S N A P V E R D I C T

When Arctic Monkeys announced the title and tracklist of their sixth album - with its lunar landing-inspired moniker and tracks called ‘The World’s First Ever Monster Truck Flip’ and ‘Science Fiction’ - it became blindingly obvious that am experimental album was coming. Sure enough, ‘Tranquility Base Hotel and Casino’ is the band’s most daring effort to date.

Stylistically speaking, it’s more reminiscent of Turner’s orchestral-like side project The Last Shadow Puppets, so it’s easy to see why he considered making this a solo album before getting the band involved.

It’s also the group’s most ambitious album yet, lyrically-speaking, but Turner’s dreamy, surrealist approach comes at a price with the wittiness and clarity of their earlier releases also becoming a thing of the past. In many ways, they couldn’t be further from home, but if you look hard enough, the themes of the good old days are still there - it’s just that the direct references to club bathrooms and taxis are gone. But in their place sit dreamier, more spectacular musings on the same topics.

“I’ll be in a nose dive in my flying shoes,” he near howls on ‘Batphone’. “Right behind your closed eyes like a memory from your youth.” (We’re less sold on “Kiss me underneath the moon’s side boob”, which he croons in the title track.)

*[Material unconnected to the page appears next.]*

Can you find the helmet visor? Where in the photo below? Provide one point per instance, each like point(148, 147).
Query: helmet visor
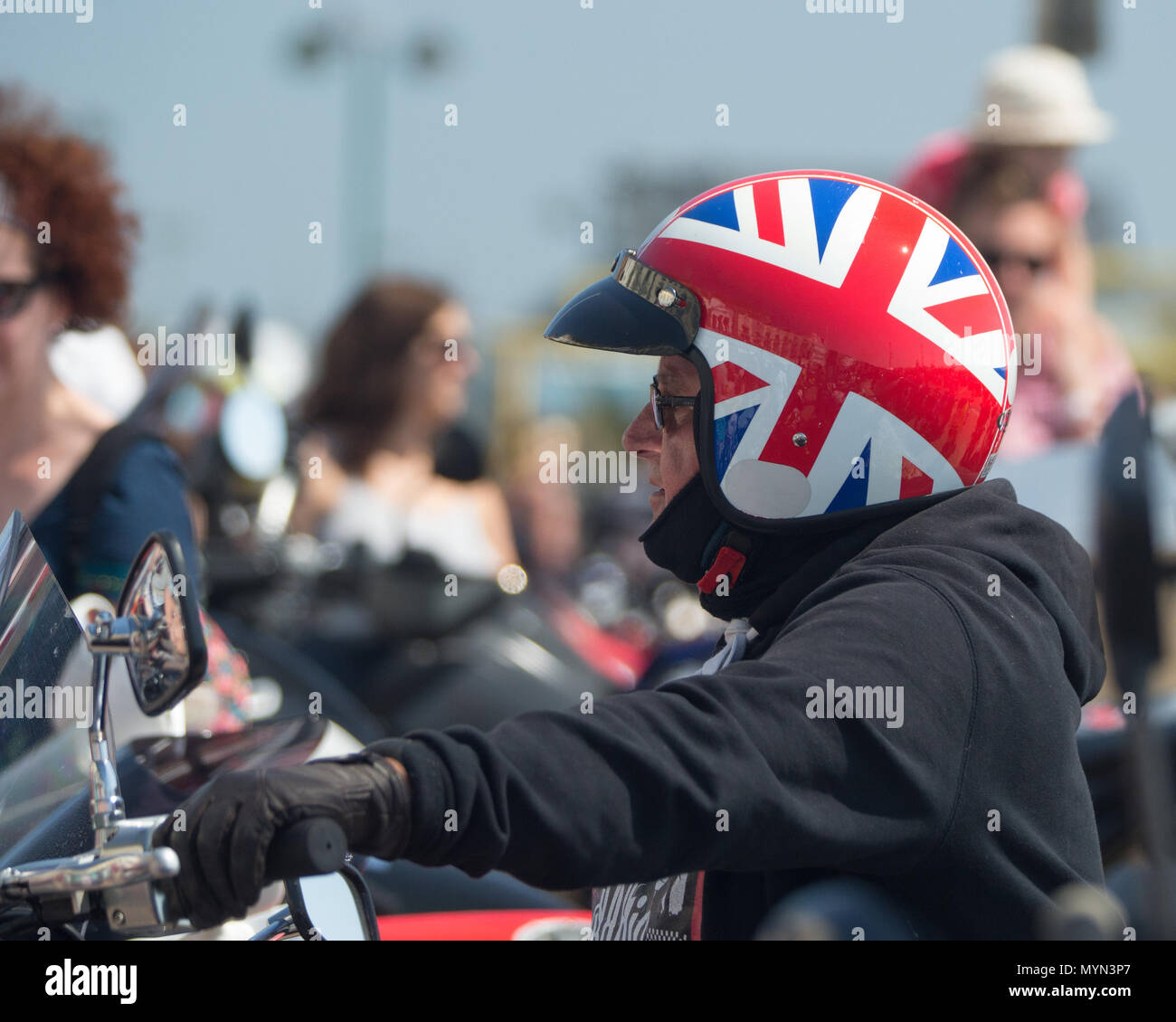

Turner’s guitar is also a thing of the past, traded in for a grand piano which comes into full effect on closing track, ‘The Ultracheese’. Another highlight comes in the form of the highly self-aware ‘Four Out Of Five’ - which riffs on gentrification, newspaper reviews, moon landings and casual flirtations.

Their sidestep from moshpit-inducing indie rock to piano music that inspires a sway will undoubtedly be divisive, but it’s the evolution of Arctic Monkeys that makes them the most exciting band the UK has to offer.

B E S T T R A C K S

‘One Point Perspective’

‘Four Out Of Five’

‘The Ultracheese’

T A K E H O M E M E S S A G E

‘Tranquility Base Hotel and Casino’ lacks instant catchiness but by the time the band’s UK tour begins in September, we promise it will have won you over.